事業概要
当社グループは、株式会社協和コンサルタンツを中核とし、建設コンサルタント事業を主力とする企業グループである。建設コンサルタント事業においては、都市開発、港湾、空港など、建設事業全般にわたる事業計画、企画、設計、測量、調査、施工計画、管理といった幅広いサービスを提供している。国内事業に加え、海外においても土木・建築に関する調査・設計及び施工管理業務を展開している。主力事業以外では、情報処理事業として情報処理サービス業務、人材派遣業務、情報処理機器の販売及びソフトウェアの開発・販売等を手掛け、また、不動産賃貸・管理事業として不動産賃貸、管理業務等も営んでいる。

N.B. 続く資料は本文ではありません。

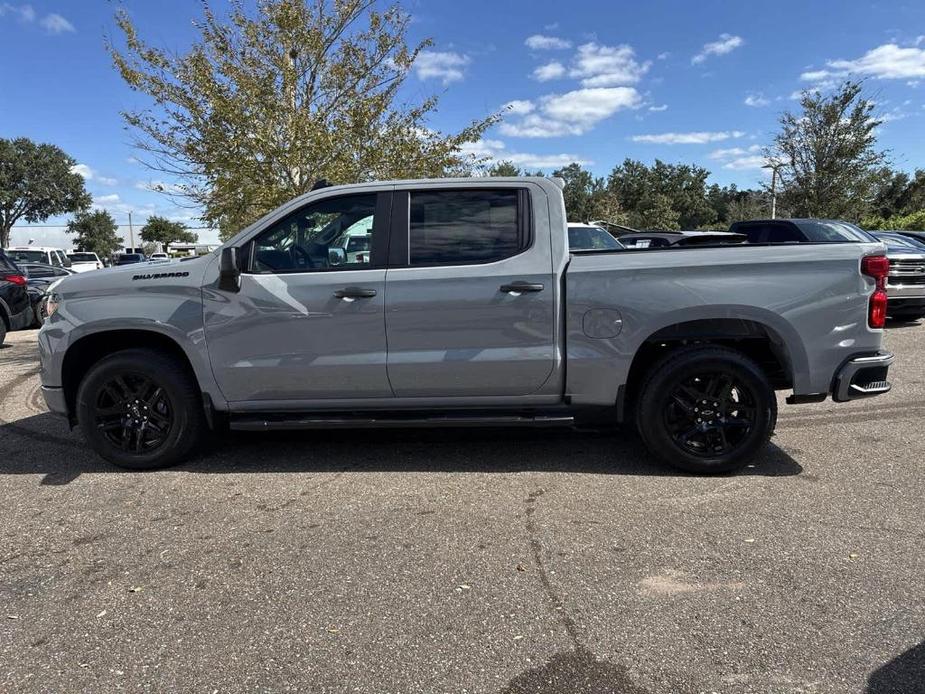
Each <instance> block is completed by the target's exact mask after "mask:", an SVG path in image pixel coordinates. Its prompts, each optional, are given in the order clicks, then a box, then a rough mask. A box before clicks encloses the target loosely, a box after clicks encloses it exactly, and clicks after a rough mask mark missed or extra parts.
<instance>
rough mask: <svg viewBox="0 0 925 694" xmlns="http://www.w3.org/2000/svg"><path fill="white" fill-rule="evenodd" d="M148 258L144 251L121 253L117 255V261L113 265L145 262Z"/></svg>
mask: <svg viewBox="0 0 925 694" xmlns="http://www.w3.org/2000/svg"><path fill="white" fill-rule="evenodd" d="M145 260H147V258H145V255H144V253H120V254H119V255H117V256H116V262H115V263H113V265H131V264H132V263H143V262H144V261H145Z"/></svg>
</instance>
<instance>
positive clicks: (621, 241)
mask: <svg viewBox="0 0 925 694" xmlns="http://www.w3.org/2000/svg"><path fill="white" fill-rule="evenodd" d="M619 240H620V243H622V244H623V245H624V246H625V247H626V248H627V249H629V250H637V249H642V248H680V247H685V248H688V247H690V246H721V245H726V244H730V243H733V244H738V243H744V242H745V236H743V235H742V234H730V233H729V232H728V231H639V232H635V233H632V234H621V235H620V237H619Z"/></svg>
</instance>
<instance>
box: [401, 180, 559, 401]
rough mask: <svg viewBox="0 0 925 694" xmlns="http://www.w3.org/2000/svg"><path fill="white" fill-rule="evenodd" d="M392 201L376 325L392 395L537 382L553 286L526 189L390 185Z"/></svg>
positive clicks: (486, 394) (489, 390) (541, 365)
mask: <svg viewBox="0 0 925 694" xmlns="http://www.w3.org/2000/svg"><path fill="white" fill-rule="evenodd" d="M538 195H539V194H538ZM542 202H543V203H544V204H545V202H546V201H545V199H543V200H542ZM392 211H393V214H392V231H391V237H390V247H389V270H388V276H387V280H386V331H387V337H388V345H389V347H388V374H389V381H390V383H391V385H392V389H393V391H394V392H395V395H396V396H398V397H440V398H443V397H482V396H521V395H530V394H533V393H535V392H536V391H538V390H539V389H540V388H541V387H542V386H543V384H544V383H545V382H546V381H547V379H548V378H549V376H550V374H551V373H552V371H553V368H554V365H555V348H556V340H555V324H556V322H555V321H556V317H555V302H556V296H557V291H556V287H555V286H554V276H553V270H552V258H551V252H550V244H549V238H548V234H549V225H548V223H545V220H546V217H544V218H543V219H544V224H543V225H542V229H543V230H544V233H546V234H547V237H546V238H542V237H538V236H537V229H536V228H534V216H535V215H534V209H533V207H532V204H531V193H530V191H529V189H528V188H527V187H517V186H516V185H511V186H509V187H493V188H483V189H479V188H472V187H466V188H460V189H445V188H439V187H421V188H417V189H413V188H412V189H404V190H402V189H398V190H396V192H395V197H394V201H393V206H392Z"/></svg>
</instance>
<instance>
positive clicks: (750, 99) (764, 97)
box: [744, 92, 771, 108]
mask: <svg viewBox="0 0 925 694" xmlns="http://www.w3.org/2000/svg"><path fill="white" fill-rule="evenodd" d="M744 103H745V105H746V106H752V107H753V108H761V107H762V106H767V105H768V104H770V103H771V100H770V99H768V98H766V97H765V96H764V94H762V93H761V92H758V93H757V94H749V95H748V96H746V97H745V101H744Z"/></svg>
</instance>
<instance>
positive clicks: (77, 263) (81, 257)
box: [67, 251, 103, 272]
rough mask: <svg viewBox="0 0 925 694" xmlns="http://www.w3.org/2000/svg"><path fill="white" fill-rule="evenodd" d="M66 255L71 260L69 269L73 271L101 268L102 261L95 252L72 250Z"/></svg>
mask: <svg viewBox="0 0 925 694" xmlns="http://www.w3.org/2000/svg"><path fill="white" fill-rule="evenodd" d="M67 257H68V258H70V260H71V270H73V271H74V272H90V270H102V269H103V261H101V260H100V257H99V256H98V255H97V254H96V253H87V252H84V251H74V252H73V253H68V254H67Z"/></svg>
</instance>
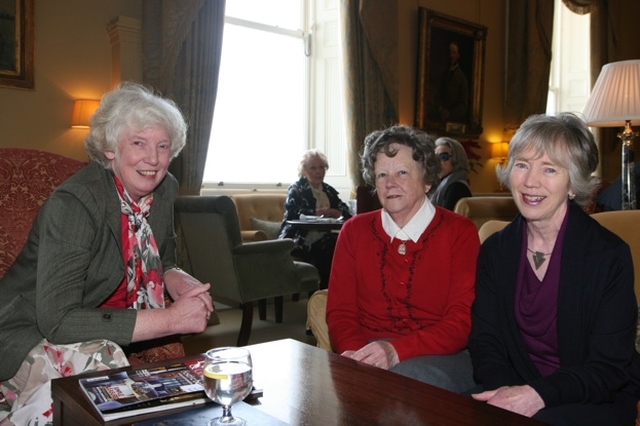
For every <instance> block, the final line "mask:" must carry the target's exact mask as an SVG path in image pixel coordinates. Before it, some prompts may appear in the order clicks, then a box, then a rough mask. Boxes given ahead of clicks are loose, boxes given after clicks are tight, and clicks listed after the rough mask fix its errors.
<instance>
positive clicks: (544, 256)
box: [527, 247, 551, 271]
mask: <svg viewBox="0 0 640 426" xmlns="http://www.w3.org/2000/svg"><path fill="white" fill-rule="evenodd" d="M527 251H528V252H529V253H532V254H533V264H534V265H535V266H536V271H537V270H538V269H539V268H540V267H541V266H542V264H543V263H544V262H545V260H547V258H546V257H545V256H549V255H551V253H542V252H541V251H533V250H531V249H530V248H529V247H527Z"/></svg>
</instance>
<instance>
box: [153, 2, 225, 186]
mask: <svg viewBox="0 0 640 426" xmlns="http://www.w3.org/2000/svg"><path fill="white" fill-rule="evenodd" d="M142 8H143V12H142V54H143V60H142V64H143V65H142V68H143V81H144V82H145V83H147V84H149V85H151V86H154V87H155V88H156V89H158V90H159V91H160V92H161V93H162V94H163V95H164V96H166V97H169V98H171V99H173V100H174V101H175V102H176V103H177V104H178V106H179V107H180V109H181V110H182V112H183V114H184V116H185V118H186V119H187V122H188V124H189V133H188V135H187V145H186V146H185V148H184V149H183V150H182V152H181V154H180V155H179V156H178V158H176V159H175V160H174V161H173V162H172V163H171V166H170V169H169V170H170V171H171V173H173V174H174V176H176V178H177V179H178V181H179V182H180V195H197V194H199V193H200V188H201V186H202V178H203V174H204V166H205V161H206V158H207V148H208V145H209V137H210V134H211V123H212V121H213V111H214V105H215V99H216V94H217V91H218V73H219V70H220V55H221V51H222V34H223V29H224V10H225V0H189V1H182V0H144V1H143V3H142Z"/></svg>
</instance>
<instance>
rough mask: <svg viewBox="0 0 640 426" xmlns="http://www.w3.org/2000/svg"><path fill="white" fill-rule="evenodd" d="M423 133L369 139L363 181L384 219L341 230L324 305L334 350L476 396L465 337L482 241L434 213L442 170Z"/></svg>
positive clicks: (330, 335) (472, 297) (465, 334)
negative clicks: (475, 270) (472, 387)
mask: <svg viewBox="0 0 640 426" xmlns="http://www.w3.org/2000/svg"><path fill="white" fill-rule="evenodd" d="M434 147H435V145H434V142H433V140H432V139H431V138H430V137H429V136H428V135H427V134H426V133H425V132H423V131H420V130H416V129H413V128H411V127H409V126H405V125H398V126H393V127H390V128H388V129H386V130H382V131H376V132H373V133H371V134H370V135H369V136H367V138H366V140H365V147H364V152H363V154H362V157H361V164H362V168H363V177H364V179H365V181H366V182H367V183H368V184H370V185H372V186H375V191H376V192H377V194H378V197H379V199H380V203H381V205H382V209H380V210H376V211H373V212H369V213H364V214H359V215H357V216H355V217H353V218H352V219H350V220H349V221H347V222H346V223H345V224H344V226H343V228H342V230H341V231H340V235H339V237H338V243H337V246H336V251H335V255H334V259H333V265H332V271H331V279H330V286H329V288H330V289H331V290H330V291H329V295H328V301H327V322H328V325H329V335H330V338H331V343H332V345H333V347H334V349H335V350H336V351H337V352H338V353H341V354H342V355H344V356H347V357H350V358H353V359H356V360H358V361H362V362H365V363H367V364H371V365H373V366H376V367H379V368H384V369H388V370H390V371H393V372H396V373H399V374H402V375H405V376H409V377H412V378H414V379H417V380H420V381H423V382H427V383H430V384H433V385H436V386H439V387H442V388H445V389H449V390H452V391H454V392H462V391H465V390H467V389H469V388H471V387H473V385H474V382H473V379H472V371H471V362H470V359H469V355H468V353H467V352H466V350H465V348H466V346H467V338H468V336H469V331H470V328H471V319H470V308H471V304H472V302H473V298H474V280H475V268H476V257H477V255H478V250H479V246H480V243H479V239H478V233H477V231H476V228H475V226H474V225H473V224H472V223H471V221H469V220H468V219H466V218H464V217H462V216H460V215H457V214H455V213H452V212H450V211H448V210H445V209H443V208H440V207H435V206H433V204H431V202H430V201H429V199H428V197H427V194H428V193H429V192H430V191H431V189H432V188H435V187H436V186H437V185H438V173H439V172H440V167H441V164H440V160H439V158H438V157H437V156H436V155H435V152H434Z"/></svg>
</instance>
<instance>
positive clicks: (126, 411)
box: [79, 359, 208, 419]
mask: <svg viewBox="0 0 640 426" xmlns="http://www.w3.org/2000/svg"><path fill="white" fill-rule="evenodd" d="M203 363H204V360H203V359H195V360H193V361H190V362H188V363H176V364H170V365H167V366H161V367H156V368H153V369H139V370H134V371H133V372H128V373H127V372H126V371H122V372H112V373H107V374H106V375H103V376H98V377H91V378H84V379H80V380H79V383H80V386H81V388H82V390H83V391H84V392H85V394H86V395H87V397H88V398H89V400H90V401H91V402H92V403H93V405H94V406H95V407H96V409H97V410H98V412H99V413H100V414H101V415H102V416H103V418H105V419H114V418H120V417H125V416H132V415H137V414H141V413H146V412H152V411H158V410H161V409H162V410H164V409H170V408H177V407H178V406H184V405H194V404H198V403H204V402H205V401H207V400H208V399H207V397H206V395H205V393H204V389H203V387H202V383H201V379H200V377H201V374H202V373H201V371H202V366H203ZM111 414H113V415H111Z"/></svg>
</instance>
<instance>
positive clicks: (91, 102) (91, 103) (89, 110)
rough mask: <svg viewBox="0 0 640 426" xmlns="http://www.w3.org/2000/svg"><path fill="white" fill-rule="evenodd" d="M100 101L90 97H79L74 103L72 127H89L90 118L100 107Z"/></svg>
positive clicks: (74, 127) (78, 127)
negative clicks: (90, 99) (80, 97)
mask: <svg viewBox="0 0 640 426" xmlns="http://www.w3.org/2000/svg"><path fill="white" fill-rule="evenodd" d="M99 105H100V101H94V100H90V99H77V100H76V101H75V102H74V103H73V113H72V114H71V127H73V128H74V129H88V128H89V119H90V118H91V116H92V115H93V113H94V112H95V111H96V109H98V106H99Z"/></svg>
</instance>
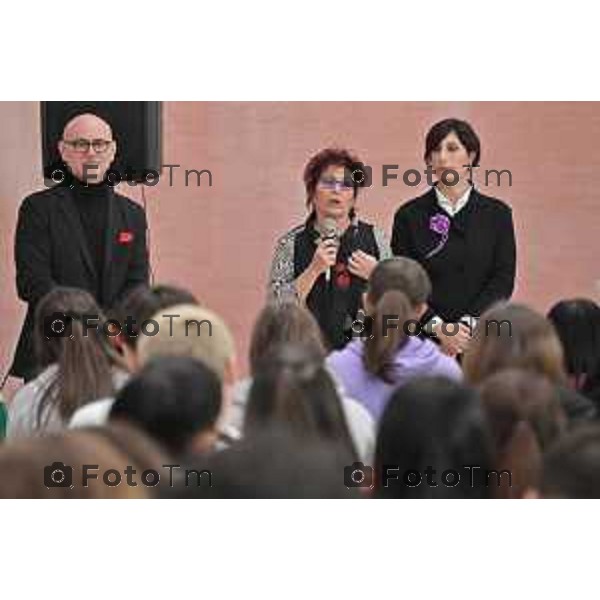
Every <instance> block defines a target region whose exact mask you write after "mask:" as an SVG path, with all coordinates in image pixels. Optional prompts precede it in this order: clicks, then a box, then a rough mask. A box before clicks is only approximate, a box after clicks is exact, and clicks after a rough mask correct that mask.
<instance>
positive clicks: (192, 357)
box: [138, 304, 235, 384]
mask: <svg viewBox="0 0 600 600" xmlns="http://www.w3.org/2000/svg"><path fill="white" fill-rule="evenodd" d="M163 312H164V313H165V314H162V313H163ZM152 319H153V320H154V321H156V322H157V327H156V333H155V335H143V336H142V338H141V339H140V341H139V344H138V355H139V358H140V363H141V364H142V365H144V364H146V363H147V362H148V361H149V360H150V359H152V358H154V357H157V356H188V357H192V358H195V359H197V360H199V361H200V362H202V363H204V364H205V365H206V366H207V367H209V368H210V369H212V370H213V371H214V372H215V373H216V374H217V375H218V376H219V378H220V379H221V381H223V383H225V384H231V383H233V381H234V379H235V348H234V341H233V336H232V335H231V332H230V330H229V328H228V327H227V325H226V324H225V322H224V321H223V319H222V318H221V317H220V316H219V315H217V314H216V313H214V312H212V311H210V310H208V309H206V308H202V307H200V306H195V305H191V304H180V305H177V306H172V307H170V308H169V310H168V311H161V314H155V315H154V316H153V317H152Z"/></svg>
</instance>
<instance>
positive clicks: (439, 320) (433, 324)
mask: <svg viewBox="0 0 600 600" xmlns="http://www.w3.org/2000/svg"><path fill="white" fill-rule="evenodd" d="M434 189H435V196H436V198H437V203H438V206H439V207H440V208H441V209H442V210H444V211H445V212H447V213H448V214H449V215H450V216H451V217H455V216H456V215H457V214H458V213H459V212H460V211H461V210H462V209H463V208H464V207H465V206H466V204H467V202H468V201H469V198H470V196H471V190H472V189H473V186H472V185H470V186H469V187H468V188H467V189H466V190H465V193H464V194H463V195H462V196H461V197H460V198H459V199H458V200H457V201H456V202H451V201H450V200H448V198H446V196H444V194H442V192H441V191H440V189H439V188H438V187H437V186H435V188H434ZM459 321H463V322H464V321H466V322H467V323H468V324H469V327H470V328H471V330H472V328H473V327H474V325H475V323H476V317H472V316H470V315H464V316H462V317H461V318H460V319H459ZM430 322H431V324H432V325H433V326H434V327H435V326H437V325H439V324H440V323H443V319H442V318H441V317H438V316H437V315H435V316H434V317H432V318H431V319H430Z"/></svg>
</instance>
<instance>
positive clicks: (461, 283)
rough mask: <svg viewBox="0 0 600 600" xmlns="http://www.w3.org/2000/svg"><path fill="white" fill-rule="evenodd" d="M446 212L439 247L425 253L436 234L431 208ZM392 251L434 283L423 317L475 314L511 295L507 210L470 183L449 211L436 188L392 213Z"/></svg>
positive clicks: (447, 318)
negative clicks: (445, 238)
mask: <svg viewBox="0 0 600 600" xmlns="http://www.w3.org/2000/svg"><path fill="white" fill-rule="evenodd" d="M438 213H442V214H444V215H446V216H447V217H449V218H450V230H449V237H448V241H447V243H446V245H445V246H444V247H443V249H442V250H441V251H440V252H438V253H437V254H435V255H434V256H432V257H430V258H426V255H427V253H429V252H430V251H431V250H432V249H433V248H435V247H436V246H437V244H438V242H439V241H440V239H441V236H440V235H439V234H437V233H435V232H433V231H431V230H430V228H429V221H430V219H431V217H432V216H433V215H435V214H438ZM391 239H392V242H391V246H392V252H393V253H394V254H395V255H398V256H408V257H410V258H413V259H415V260H417V261H418V262H419V263H421V265H423V267H424V268H425V270H426V271H427V273H428V274H429V277H430V278H431V283H432V287H433V291H432V295H431V299H430V302H429V310H428V311H427V313H426V315H425V316H424V320H425V321H426V320H429V318H431V316H433V314H437V315H439V316H440V317H442V318H443V319H444V320H445V321H456V320H458V319H460V318H461V317H462V316H463V315H465V314H468V315H471V316H475V317H478V316H480V315H481V313H483V312H484V311H485V310H486V309H487V308H489V306H490V305H492V304H494V302H497V301H499V300H502V299H506V300H508V299H509V298H510V296H511V295H512V292H513V289H514V282H515V269H516V247H515V232H514V227H513V220H512V211H511V209H510V207H509V206H508V205H506V204H505V203H504V202H502V201H501V200H497V199H496V198H492V197H490V196H484V195H483V194H481V193H480V192H478V191H477V190H476V189H475V188H473V189H472V190H471V195H470V197H469V201H468V202H467V204H466V206H465V207H464V208H463V209H462V210H460V211H459V212H458V214H457V215H456V216H454V217H450V216H449V215H447V214H446V213H445V212H444V211H443V210H442V209H441V208H440V207H439V205H438V203H437V198H436V194H435V189H434V188H431V189H430V190H429V191H428V192H427V193H426V194H423V195H422V196H420V197H418V198H415V199H413V200H410V201H409V202H407V203H406V204H403V205H402V206H401V207H400V208H399V209H398V211H397V212H396V215H395V217H394V228H393V231H392V238H391Z"/></svg>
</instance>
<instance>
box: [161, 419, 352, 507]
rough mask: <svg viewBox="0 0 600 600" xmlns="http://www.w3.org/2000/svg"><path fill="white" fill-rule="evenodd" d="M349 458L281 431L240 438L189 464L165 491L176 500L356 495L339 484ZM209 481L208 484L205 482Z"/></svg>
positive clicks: (342, 495) (333, 496)
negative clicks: (184, 477)
mask: <svg viewBox="0 0 600 600" xmlns="http://www.w3.org/2000/svg"><path fill="white" fill-rule="evenodd" d="M350 460H352V459H351V457H349V456H348V452H347V450H346V448H345V447H344V446H343V444H340V443H339V442H335V441H334V440H324V439H314V438H313V439H309V440H307V439H304V438H299V437H297V436H294V435H290V432H289V431H288V430H287V429H284V430H277V429H270V430H268V431H264V432H261V433H260V434H259V435H255V436H251V437H247V438H246V437H245V438H244V439H242V440H241V441H240V442H238V443H237V444H235V445H233V446H232V447H230V448H228V449H226V450H223V451H221V452H217V453H214V454H212V455H210V456H208V457H204V458H202V459H200V458H198V459H197V460H195V461H194V463H193V464H191V465H186V469H188V470H192V471H195V473H192V472H190V474H189V475H188V477H187V485H185V483H186V479H182V478H181V477H180V478H179V481H178V485H177V487H174V488H173V490H168V494H169V495H170V496H171V497H173V496H175V497H178V498H357V497H359V496H360V493H359V491H358V490H356V489H353V488H351V489H347V488H346V487H345V486H344V481H343V473H344V468H345V467H346V465H348V464H349V461H350ZM182 475H183V472H182ZM209 481H210V483H211V486H209V485H208V483H209Z"/></svg>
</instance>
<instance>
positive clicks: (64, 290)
mask: <svg viewBox="0 0 600 600" xmlns="http://www.w3.org/2000/svg"><path fill="white" fill-rule="evenodd" d="M61 315H63V316H62V317H61ZM85 322H87V325H86V324H85ZM104 325H105V318H104V316H103V315H102V312H101V311H100V308H99V307H98V305H97V304H96V301H95V300H94V298H93V297H92V296H91V295H90V294H89V293H88V292H85V291H83V290H79V289H76V288H67V287H57V288H54V289H53V290H52V291H51V292H49V293H48V294H46V296H44V297H43V298H42V299H41V300H40V301H39V303H38V305H37V307H36V312H35V326H34V347H35V349H36V352H37V355H38V362H39V364H40V365H41V366H42V367H47V366H49V365H50V364H54V365H56V367H57V373H56V377H55V378H54V379H53V380H52V383H51V384H50V385H49V386H48V387H47V389H46V390H45V391H44V394H43V396H42V400H41V403H40V406H39V412H38V419H41V418H42V415H43V414H44V413H45V412H46V410H47V409H48V408H49V405H53V406H55V407H56V408H57V409H58V412H59V414H60V415H61V417H62V418H63V419H64V420H68V418H69V417H70V416H71V415H72V414H73V413H74V412H75V410H76V409H77V408H79V407H80V406H82V405H84V404H86V403H87V402H90V401H92V400H95V399H97V398H102V397H105V396H111V395H112V394H113V392H114V388H113V379H112V367H113V366H114V365H115V364H116V363H119V357H118V355H117V354H116V353H115V352H114V351H112V347H111V346H110V344H109V343H108V340H107V338H106V333H105V329H106V327H105V326H104ZM63 326H64V327H65V330H64V332H62V329H61V328H62V327H63ZM57 332H61V333H64V334H66V335H64V334H63V335H59V336H57V335H56V333H57Z"/></svg>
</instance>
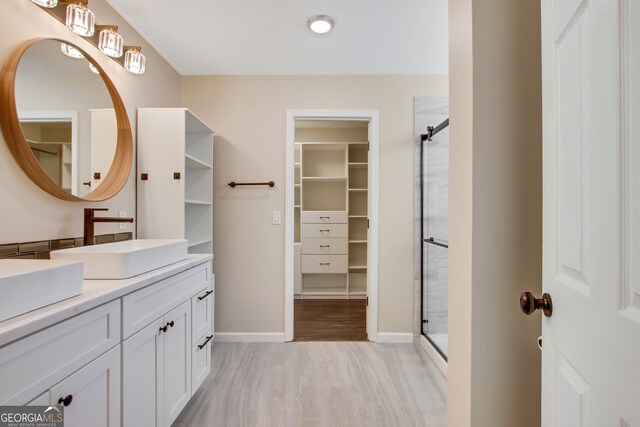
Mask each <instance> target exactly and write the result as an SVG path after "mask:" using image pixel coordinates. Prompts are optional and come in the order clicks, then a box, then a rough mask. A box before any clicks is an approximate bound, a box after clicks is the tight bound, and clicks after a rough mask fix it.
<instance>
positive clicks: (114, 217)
mask: <svg viewBox="0 0 640 427" xmlns="http://www.w3.org/2000/svg"><path fill="white" fill-rule="evenodd" d="M108 210H109V209H107V208H85V209H84V245H85V246H89V245H93V244H95V240H96V236H95V230H94V224H95V223H96V222H133V218H120V217H96V216H95V212H97V211H108Z"/></svg>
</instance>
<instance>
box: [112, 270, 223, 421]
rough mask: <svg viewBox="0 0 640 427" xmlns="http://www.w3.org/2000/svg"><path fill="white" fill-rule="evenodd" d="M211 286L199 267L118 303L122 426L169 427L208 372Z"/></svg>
mask: <svg viewBox="0 0 640 427" xmlns="http://www.w3.org/2000/svg"><path fill="white" fill-rule="evenodd" d="M211 283H212V281H211V271H210V264H203V265H201V266H198V267H195V268H193V269H192V270H189V271H186V272H184V273H181V274H178V275H176V276H173V277H170V278H168V279H165V280H163V281H161V282H158V283H156V284H155V285H153V286H149V287H147V288H144V289H141V290H139V291H137V292H134V293H132V294H130V295H126V296H125V297H124V298H123V299H122V307H123V334H124V336H125V338H126V339H125V341H124V342H123V344H122V364H123V387H122V401H123V417H122V418H123V426H125V427H126V426H135V427H139V426H170V425H171V424H172V423H173V421H175V419H176V418H177V416H178V415H179V414H180V411H182V409H183V408H184V407H185V406H186V404H187V402H188V401H189V399H190V398H191V396H192V395H193V393H194V392H195V391H196V389H197V387H198V386H200V385H201V384H202V381H204V378H205V377H206V376H207V375H208V373H209V372H210V370H211V354H210V350H211V347H210V343H207V345H206V346H205V347H206V350H204V348H205V347H203V351H208V352H209V354H208V355H206V354H204V353H201V352H196V351H195V350H194V348H195V349H197V348H198V347H197V346H198V345H199V341H201V338H202V336H203V335H211V301H210V298H211V296H212V293H213V290H212V284H211ZM198 298H202V299H200V300H199V299H198ZM196 301H197V302H196ZM202 356H204V366H203V361H202V360H201V359H202ZM193 360H195V362H196V363H195V365H196V366H195V369H194V366H193V365H194V363H192V361H193ZM193 378H196V380H197V382H198V383H197V384H196V386H195V387H192V379H193Z"/></svg>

これらの事業を通じて、社会インフラの整備や維持管理に貢献しており、専門技術者集団として社会の発展と安全・安心な生活空間の創造を目指している。売上構成比に関する詳細な記載はないが、有価証券報告書において建設コンサルタント事業が主力事業として位置づけられていることから、売上の大部分を占めていると推測される。
直近決算ハイライト
当連結会計年度における連結売上高は84億41百万円となり、前年同期比4.7%増と増加した。営業利益は9億17百万円(同20.3%増)、経常利益は9億25百万円(同22.0%増)、親会社株主に帰属する当期純利益は6億10百万円(同19.1%増)といずれも大幅な増益を達成した。これは、主力である建設コンサルタント事業において、防災・減災、国土強靭化関連や防衛施設整備関連の需要が堅調に推移し、売上高が前年同期比7.6%増加したことが大きく牽引した。特に、建設コンサルタント事業の営業利益は10億42百万円(同19.2%増)と堅調であった。一方、情報処理事業は、官公庁からの受注における価格競争の激化により、売上高が前年同期比7.6%減少し、営業損失15百万円となった。受注高全体では、前連結会計年度に防衛省等で大型案件を受注した反動もあり、前年同期比13.5%減の85億73百万円となったが、単年度の売上に寄与する受注高に換算すると増加している。収益性の向上は、生産性向上による生産コストの縮減や販管費の一層の低減努力により実現された。
強みと競争優位性
当社の強みは、建設コンサルタント事業における長年の実績と専門技術力にある。特に、国土交通省が推進する防災・減災、国土強靭化関連の事業や、防衛省関連の需要拡大といった、社会的な要請と合致した分野での確固たる地位を築いている点が挙げられる。これらの分野は、公共性が高く、参入障壁も相対的に高いことから、安定した受注基盤となっている。また、主要顧客が官公庁であるため、顧客満足度の向上と業務実績の蓄積が競争優位性に直結する。ISO9001に基づく品質管理体制の徹底や、賠償責任保険への加入により、品質リスクへの対応力も高めている。さらに、中期経営目標として2028年11月期に連結売上高88億円、連結営業利益11.5億円を目指しており、積極的な技術提案営業や、生成AI等の新技術活用による生産性向上、人材育成への注力といった具体的な施策を打ち出している点も、将来的な競争力強化に繋がる要素である。
リスク要因
当社の事業運営における主要なリスクとして、まず国や地方自治体への受注依存度の高さが挙げられる。公的予算の変動は、当社の受注環境や業績に直接的な影響を与える可能性がある。これに対し、新規周辺事業分野への参入によるリスク分散を図る方針を掲げている。次に、建設コンサルタント事業は、顧客や関係機関との対面での協議・調整が不可欠であるため、新種のウイルス感染症等の発生により、業務遂行に制約が生じ、業績に影響を与えるリスクがある。リモートワーク環境やWEBミーティング環境の整備により、このリスクへの対応を進めている。また、成果品に対する契約不適合責任が存在するため、万が一、品質に問題が発生した場合には、補修費用等の負担により業績に悪影響が及ぶ可能性がある。ISO9001に基づく品質管理の徹底や賠償責任保険への加入でリスク軽減・移転を図っている。これらのリスクは、当社グループの業績の安定性に影響を与える可能性がある。
投資テーマとの関連
当社グループは、建設コンサルタント事業を通じて、社会インフラの整備・維持・強化に貢献しており、これは「国土強靭化」や「防災・減災」といった、現代社会における重要な投資テーマと深く関連している。特に、近年の自然災害の激甚化や、安全保障環境の変化に伴う防衛関連投資の拡大は、当社の事業機会を大きく広げる要因となっている。防衛省関連の需要が拡大しており、過去最高額の予算要求がなされていることは、事業の安定性と成長性にとって追い風となる。また、同社は収益力向上策として生成AI等のツールの活用を掲げており、これは「AI・DX」といった投資テーマとの関連性も示唆している。このように、当社は社会的な要請に応える形で、複数の主要な投資テーマと連携しながら事業を展開しており、今後の社会情勢の変化によって、その関連性はさらに深まる可能性がある。